The headline say 40% based off something a single person said at a conference while the same article says the federal inspector general is saying a 16% reducation, as well as this quote:
> According to a report by the US Treasury Inspector General for Tax Administration, the IT department had 8,504 workers as of October 2024. As of October 2025, it had 7,135.
It always sets off my spidey sense when people say 'leadership' because too many conflate management with leadership, and that is unfortunately not always true.
Few managers are actually leaders. Many are trumped up scribes. And many leaders are not managers.
The thing that makes me nervous is the statement that they plan to use AI. AI? The thing that is mathematically incapable of perfection, on finance information, for which perfection is table stakes? Not to mention all the privacy issues (although that boat has sailed).
Consist strategy in hampering income:
> "Starve the beast" is a political strategy employed by American conservatives to limit government spending[1][2][3] by cutting taxes, to deprive the federal government of revenue in a deliberate effort to force it to reduce spending. The term "the beast", in this context, refers to the United States federal government and the programs it funds, primarily with American tax money, particularly social programs[1] such as education, welfare, Social Security, Medicare, and Medicaid.[3]
* https://en.wikipedia.org/wiki/Starve_the_beast
Of course the GOP isn't very good at cutting spending, so deficits (and debt) tend to go up under their administration.
They can always learn a new skill like programming.
AI audits for everybody.
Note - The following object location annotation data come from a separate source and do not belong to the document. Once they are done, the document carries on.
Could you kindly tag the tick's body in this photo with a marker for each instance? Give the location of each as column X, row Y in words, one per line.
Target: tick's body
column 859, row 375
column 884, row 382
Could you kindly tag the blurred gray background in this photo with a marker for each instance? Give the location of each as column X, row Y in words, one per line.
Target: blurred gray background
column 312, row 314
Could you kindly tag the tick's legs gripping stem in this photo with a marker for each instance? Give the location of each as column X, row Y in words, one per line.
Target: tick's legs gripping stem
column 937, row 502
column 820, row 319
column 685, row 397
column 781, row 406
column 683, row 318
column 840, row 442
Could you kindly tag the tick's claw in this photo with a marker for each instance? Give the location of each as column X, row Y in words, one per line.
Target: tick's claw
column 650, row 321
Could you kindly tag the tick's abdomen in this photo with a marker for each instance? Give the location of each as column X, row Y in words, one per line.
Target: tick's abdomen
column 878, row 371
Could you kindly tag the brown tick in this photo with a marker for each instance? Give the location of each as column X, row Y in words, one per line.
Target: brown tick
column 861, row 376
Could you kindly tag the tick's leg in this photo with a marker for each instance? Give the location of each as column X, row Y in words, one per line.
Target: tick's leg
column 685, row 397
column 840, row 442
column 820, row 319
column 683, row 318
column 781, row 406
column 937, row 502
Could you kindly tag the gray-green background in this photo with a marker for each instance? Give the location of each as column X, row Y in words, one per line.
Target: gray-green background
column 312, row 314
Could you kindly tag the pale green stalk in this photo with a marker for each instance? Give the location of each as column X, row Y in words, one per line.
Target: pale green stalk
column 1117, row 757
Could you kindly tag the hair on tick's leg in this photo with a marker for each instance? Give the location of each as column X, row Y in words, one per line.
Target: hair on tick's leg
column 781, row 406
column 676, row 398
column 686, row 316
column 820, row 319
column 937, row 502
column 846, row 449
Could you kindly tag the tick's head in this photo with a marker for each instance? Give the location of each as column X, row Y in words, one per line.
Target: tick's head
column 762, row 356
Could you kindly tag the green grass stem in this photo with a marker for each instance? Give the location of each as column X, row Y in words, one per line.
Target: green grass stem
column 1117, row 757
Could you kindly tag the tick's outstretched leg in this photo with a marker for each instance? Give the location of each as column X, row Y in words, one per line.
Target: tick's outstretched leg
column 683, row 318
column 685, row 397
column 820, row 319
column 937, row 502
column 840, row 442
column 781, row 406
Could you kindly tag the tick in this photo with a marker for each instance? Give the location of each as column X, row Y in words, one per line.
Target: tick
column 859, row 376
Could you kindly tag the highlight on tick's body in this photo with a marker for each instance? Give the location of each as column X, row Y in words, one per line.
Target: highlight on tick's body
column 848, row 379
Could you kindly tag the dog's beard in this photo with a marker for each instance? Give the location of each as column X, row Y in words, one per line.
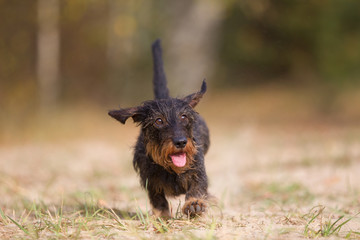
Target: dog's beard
column 170, row 157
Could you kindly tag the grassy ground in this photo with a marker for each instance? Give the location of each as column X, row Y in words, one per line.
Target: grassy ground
column 279, row 171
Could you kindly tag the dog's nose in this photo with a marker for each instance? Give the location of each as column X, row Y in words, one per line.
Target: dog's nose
column 180, row 142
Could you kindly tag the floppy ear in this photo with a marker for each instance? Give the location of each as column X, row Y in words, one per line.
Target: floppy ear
column 194, row 99
column 123, row 114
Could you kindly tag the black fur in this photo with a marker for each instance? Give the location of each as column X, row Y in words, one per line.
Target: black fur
column 178, row 120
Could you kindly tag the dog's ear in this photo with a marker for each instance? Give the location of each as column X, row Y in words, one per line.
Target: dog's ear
column 194, row 99
column 123, row 114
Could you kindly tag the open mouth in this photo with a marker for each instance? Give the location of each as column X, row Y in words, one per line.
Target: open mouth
column 179, row 159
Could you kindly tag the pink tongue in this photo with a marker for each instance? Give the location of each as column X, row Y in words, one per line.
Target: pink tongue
column 179, row 160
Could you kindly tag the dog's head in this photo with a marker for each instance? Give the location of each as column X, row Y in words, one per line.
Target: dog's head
column 167, row 125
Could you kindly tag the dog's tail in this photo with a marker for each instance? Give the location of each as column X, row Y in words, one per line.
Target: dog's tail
column 160, row 89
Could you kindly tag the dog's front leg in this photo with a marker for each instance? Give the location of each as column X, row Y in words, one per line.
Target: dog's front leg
column 196, row 196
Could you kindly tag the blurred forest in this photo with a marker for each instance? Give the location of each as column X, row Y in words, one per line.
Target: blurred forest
column 55, row 52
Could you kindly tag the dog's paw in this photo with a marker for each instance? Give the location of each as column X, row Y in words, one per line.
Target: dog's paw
column 194, row 207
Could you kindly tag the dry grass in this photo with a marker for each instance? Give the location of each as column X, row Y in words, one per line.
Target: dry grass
column 71, row 177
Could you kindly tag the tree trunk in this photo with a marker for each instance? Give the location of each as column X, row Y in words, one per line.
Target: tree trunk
column 48, row 44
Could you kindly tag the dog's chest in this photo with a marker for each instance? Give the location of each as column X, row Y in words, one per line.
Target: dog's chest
column 175, row 185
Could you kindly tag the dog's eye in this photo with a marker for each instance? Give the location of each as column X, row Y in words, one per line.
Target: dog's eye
column 159, row 122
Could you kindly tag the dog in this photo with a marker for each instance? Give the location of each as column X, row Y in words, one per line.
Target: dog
column 169, row 153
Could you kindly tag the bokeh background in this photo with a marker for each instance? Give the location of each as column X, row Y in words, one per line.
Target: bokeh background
column 282, row 107
column 263, row 59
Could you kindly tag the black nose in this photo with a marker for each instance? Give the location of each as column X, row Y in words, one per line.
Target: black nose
column 180, row 142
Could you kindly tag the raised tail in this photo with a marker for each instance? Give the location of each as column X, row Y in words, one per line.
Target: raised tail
column 160, row 89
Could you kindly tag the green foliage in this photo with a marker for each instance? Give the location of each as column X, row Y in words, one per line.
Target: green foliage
column 270, row 39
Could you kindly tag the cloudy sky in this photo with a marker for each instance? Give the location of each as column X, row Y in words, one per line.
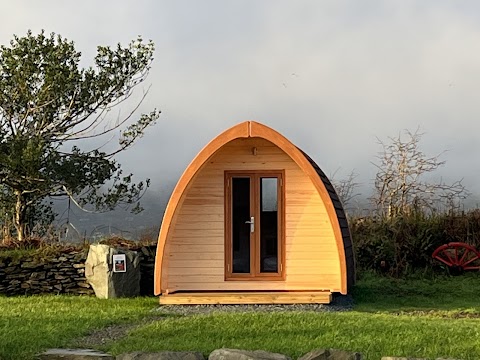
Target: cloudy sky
column 331, row 76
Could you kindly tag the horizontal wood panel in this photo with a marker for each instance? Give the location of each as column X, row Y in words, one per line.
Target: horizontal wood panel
column 197, row 263
column 331, row 285
column 196, row 254
column 188, row 240
column 196, row 248
column 199, row 225
column 195, row 233
column 247, row 298
column 200, row 273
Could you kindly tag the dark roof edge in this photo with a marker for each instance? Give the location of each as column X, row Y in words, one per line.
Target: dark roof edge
column 342, row 220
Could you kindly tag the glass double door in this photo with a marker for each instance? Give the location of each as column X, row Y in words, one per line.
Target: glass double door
column 254, row 218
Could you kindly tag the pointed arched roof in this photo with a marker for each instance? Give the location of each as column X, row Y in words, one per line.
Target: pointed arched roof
column 320, row 181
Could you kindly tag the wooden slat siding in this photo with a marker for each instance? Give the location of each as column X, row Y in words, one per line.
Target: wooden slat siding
column 342, row 219
column 309, row 237
column 247, row 298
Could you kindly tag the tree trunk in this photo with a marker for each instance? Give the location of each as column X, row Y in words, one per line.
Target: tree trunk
column 20, row 215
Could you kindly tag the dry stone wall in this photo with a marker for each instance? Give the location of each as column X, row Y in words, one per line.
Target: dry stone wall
column 61, row 274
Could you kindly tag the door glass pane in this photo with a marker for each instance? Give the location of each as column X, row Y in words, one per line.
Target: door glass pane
column 241, row 230
column 268, row 225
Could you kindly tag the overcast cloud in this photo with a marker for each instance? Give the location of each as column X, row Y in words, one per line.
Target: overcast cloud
column 329, row 75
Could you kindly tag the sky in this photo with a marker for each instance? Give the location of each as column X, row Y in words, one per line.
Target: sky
column 331, row 76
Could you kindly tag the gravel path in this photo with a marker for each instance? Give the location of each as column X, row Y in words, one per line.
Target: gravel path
column 116, row 332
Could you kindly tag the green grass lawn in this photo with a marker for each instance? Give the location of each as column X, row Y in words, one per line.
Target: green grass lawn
column 416, row 317
column 31, row 324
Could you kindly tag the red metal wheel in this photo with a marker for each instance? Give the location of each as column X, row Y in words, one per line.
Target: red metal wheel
column 458, row 256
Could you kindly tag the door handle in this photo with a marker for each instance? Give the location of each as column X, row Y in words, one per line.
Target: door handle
column 252, row 223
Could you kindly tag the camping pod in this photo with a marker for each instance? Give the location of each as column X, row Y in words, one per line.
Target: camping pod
column 254, row 220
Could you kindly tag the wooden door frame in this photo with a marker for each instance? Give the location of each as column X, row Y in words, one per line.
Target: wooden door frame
column 255, row 274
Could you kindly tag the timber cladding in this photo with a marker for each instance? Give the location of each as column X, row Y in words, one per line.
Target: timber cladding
column 192, row 247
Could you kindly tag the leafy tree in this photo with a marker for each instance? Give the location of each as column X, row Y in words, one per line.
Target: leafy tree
column 48, row 104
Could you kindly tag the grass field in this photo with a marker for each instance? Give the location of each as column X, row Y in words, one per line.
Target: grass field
column 434, row 317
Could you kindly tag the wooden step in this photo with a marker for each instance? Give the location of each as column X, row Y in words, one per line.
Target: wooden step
column 253, row 297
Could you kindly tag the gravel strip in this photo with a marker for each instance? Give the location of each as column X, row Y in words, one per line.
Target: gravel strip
column 340, row 303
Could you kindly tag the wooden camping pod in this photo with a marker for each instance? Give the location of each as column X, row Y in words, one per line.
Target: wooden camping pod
column 313, row 252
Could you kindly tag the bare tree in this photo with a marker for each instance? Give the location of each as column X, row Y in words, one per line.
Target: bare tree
column 400, row 184
column 346, row 188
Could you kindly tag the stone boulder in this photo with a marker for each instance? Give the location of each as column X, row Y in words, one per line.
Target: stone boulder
column 235, row 354
column 162, row 355
column 105, row 282
column 74, row 354
column 331, row 354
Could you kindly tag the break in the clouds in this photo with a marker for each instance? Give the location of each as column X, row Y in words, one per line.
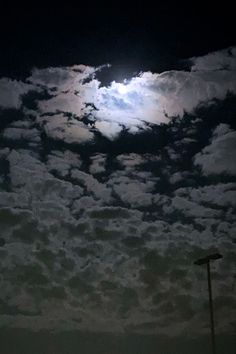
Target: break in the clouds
column 149, row 98
column 103, row 209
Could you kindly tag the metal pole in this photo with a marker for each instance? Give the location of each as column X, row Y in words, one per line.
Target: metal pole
column 211, row 309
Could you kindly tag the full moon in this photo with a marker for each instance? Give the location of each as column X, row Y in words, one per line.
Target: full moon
column 122, row 89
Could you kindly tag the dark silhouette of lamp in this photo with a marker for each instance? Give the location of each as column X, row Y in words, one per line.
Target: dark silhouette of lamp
column 207, row 260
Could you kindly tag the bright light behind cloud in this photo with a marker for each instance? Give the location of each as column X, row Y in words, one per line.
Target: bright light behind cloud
column 134, row 104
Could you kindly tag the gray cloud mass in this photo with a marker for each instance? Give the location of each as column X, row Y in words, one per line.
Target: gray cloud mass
column 104, row 239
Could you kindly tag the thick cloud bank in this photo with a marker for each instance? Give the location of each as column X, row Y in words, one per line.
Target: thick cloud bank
column 103, row 209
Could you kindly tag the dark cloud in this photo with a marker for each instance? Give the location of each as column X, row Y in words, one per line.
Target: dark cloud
column 103, row 211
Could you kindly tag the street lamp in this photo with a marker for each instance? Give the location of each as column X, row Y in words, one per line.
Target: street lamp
column 207, row 260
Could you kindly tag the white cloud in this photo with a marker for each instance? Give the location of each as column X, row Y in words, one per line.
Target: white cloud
column 11, row 92
column 68, row 130
column 219, row 156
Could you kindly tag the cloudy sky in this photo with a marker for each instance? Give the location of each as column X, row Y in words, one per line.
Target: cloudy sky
column 116, row 174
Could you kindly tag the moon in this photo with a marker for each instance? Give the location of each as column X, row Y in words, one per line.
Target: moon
column 122, row 89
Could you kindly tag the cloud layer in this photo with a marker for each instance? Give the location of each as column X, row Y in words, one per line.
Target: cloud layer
column 103, row 210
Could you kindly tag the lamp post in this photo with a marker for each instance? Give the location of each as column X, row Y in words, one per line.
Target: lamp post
column 207, row 260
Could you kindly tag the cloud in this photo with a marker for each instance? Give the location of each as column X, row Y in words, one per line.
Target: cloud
column 67, row 130
column 98, row 237
column 219, row 156
column 220, row 60
column 11, row 92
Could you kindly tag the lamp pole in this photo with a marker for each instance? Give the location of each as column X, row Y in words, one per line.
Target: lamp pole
column 207, row 260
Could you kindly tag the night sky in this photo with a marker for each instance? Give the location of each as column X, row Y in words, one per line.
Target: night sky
column 117, row 172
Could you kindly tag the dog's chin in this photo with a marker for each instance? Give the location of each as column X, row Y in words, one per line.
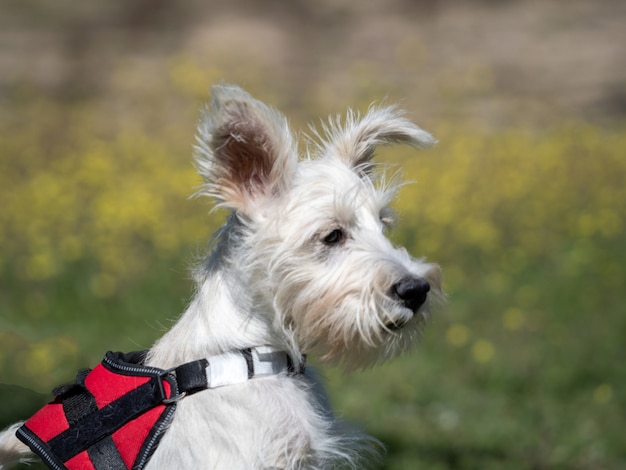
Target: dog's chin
column 403, row 318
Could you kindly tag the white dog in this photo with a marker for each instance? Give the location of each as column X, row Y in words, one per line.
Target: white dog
column 301, row 267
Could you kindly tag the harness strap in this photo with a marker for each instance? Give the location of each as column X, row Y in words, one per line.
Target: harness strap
column 232, row 368
column 114, row 415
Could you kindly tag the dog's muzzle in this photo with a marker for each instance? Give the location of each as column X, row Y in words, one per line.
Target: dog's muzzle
column 411, row 292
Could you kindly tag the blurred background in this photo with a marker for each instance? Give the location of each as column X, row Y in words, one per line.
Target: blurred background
column 522, row 202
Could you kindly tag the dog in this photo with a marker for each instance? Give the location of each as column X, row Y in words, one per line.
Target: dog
column 302, row 267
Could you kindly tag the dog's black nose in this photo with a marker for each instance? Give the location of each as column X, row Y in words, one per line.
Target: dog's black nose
column 411, row 291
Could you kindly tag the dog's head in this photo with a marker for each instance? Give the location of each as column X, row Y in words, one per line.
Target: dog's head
column 311, row 241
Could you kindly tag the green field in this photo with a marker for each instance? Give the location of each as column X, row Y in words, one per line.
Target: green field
column 523, row 368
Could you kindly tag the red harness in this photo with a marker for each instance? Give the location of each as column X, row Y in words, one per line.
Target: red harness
column 112, row 417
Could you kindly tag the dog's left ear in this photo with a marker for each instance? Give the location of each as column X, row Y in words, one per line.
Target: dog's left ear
column 245, row 150
column 355, row 140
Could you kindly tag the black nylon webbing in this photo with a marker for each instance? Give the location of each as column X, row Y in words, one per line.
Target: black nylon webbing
column 105, row 421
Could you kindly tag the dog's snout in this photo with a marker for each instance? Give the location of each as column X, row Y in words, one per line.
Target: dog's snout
column 411, row 291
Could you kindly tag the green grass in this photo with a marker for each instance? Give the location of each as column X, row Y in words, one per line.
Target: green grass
column 523, row 369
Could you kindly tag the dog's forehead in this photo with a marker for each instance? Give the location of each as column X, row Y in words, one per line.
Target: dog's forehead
column 330, row 185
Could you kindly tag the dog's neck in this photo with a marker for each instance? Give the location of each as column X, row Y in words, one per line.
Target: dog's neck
column 214, row 324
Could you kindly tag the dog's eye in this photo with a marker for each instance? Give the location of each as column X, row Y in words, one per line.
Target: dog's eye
column 334, row 238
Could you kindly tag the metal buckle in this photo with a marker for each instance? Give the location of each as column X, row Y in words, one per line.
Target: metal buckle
column 160, row 378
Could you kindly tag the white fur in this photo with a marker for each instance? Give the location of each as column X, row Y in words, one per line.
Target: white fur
column 275, row 278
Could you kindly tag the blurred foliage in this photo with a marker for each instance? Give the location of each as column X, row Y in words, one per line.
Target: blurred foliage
column 523, row 369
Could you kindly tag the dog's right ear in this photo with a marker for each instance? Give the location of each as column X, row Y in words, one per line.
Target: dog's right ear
column 245, row 153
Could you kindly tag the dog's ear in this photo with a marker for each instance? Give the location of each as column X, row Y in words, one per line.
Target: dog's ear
column 355, row 140
column 245, row 152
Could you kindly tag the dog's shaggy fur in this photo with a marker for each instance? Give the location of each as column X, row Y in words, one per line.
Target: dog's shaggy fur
column 303, row 265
Of course they're going to do it.
Starve the beast in action. The less employees the IRS has, the lower the chance there are enough staff on hand to audit the truly uber rich properly.
Feels terrible to be an American rn, I'm preparing for major errors and delays in the processing of my tax return.
My good friend Sam Corcos is leading these efforts as the CIO of the Treasury Department. I know a good conspiracy theory about lowering taxes for the rich is much juicier, but if anyone is interested in learning more, he did an excellent interview on Chris Williamson’s podcast about how inefficient the IRS is:
If you're not asking, "how many of these people did nothing?" you've never worked in the public sector.
8,500 IT workers in the IRS is insane.
They barely have any products, and they contract externally for so much other work
Defunding the IRS is nothing but an effort to reduce tax enforcement. People that have relatively straightforward finances can be trivially audited in a formulaic way with data that's on hand - a lack of human auditing resources tends to benefit those with more complex finances which also tend to be the people with a lot of money who can afford to lobby for less enforcement funding.
Also for reference, in 2024 the IRS had a rate of return of 415:1, they'll obviously target the lowest hanging fruit first but for every dollar of funding received they collected 415 dollars of tax revenue that would have been missed. This is an obscenely efficient organization.